Stress and Strain Engineering at Nanoscale in Semiconductor Devices

Anticipating a limit to the continuous miniaturization (More-Moore), intense research efforts are being made to co-integrate various functionalities (More-than-Moore) in a single chip. Currently, strain engineering is the main technique used to enhance the performance of advanced semiconductor devices. Written from an engineering applications standpoint, this book encompasses broad areas of semiconductor devices involving the design, simulation, and analysis of Si, heterostructure silicongermanium (SiGe), and III-N compound semiconductor devices.

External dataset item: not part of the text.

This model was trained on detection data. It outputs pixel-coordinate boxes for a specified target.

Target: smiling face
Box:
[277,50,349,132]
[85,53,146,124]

The book provides the background and physical insight needed to understand the new and future developments in the technology CAD (TCAD) design at the nanoscale.

Features

Covers stressstrain engineering in semiconductor devices, such as FinFETs and III-V Nitride-based devices

Includes comprehensive mobility model for strained substrates in global and local strain techniques and their implementation in device simulations

Explains the development of strain/stress relationships and their effects on the band structures of strained substrates

Uses design of experiments to find the optimum process conditions

Illustrates the use of TCAD for modeling strain-engineered FinFETs for DC and AC performance predictions

This book is for graduate students and researchers studying solid-state devices and materials, microelectronics, systems and controls, power electronics, nanomaterials, and electronic materials and devices.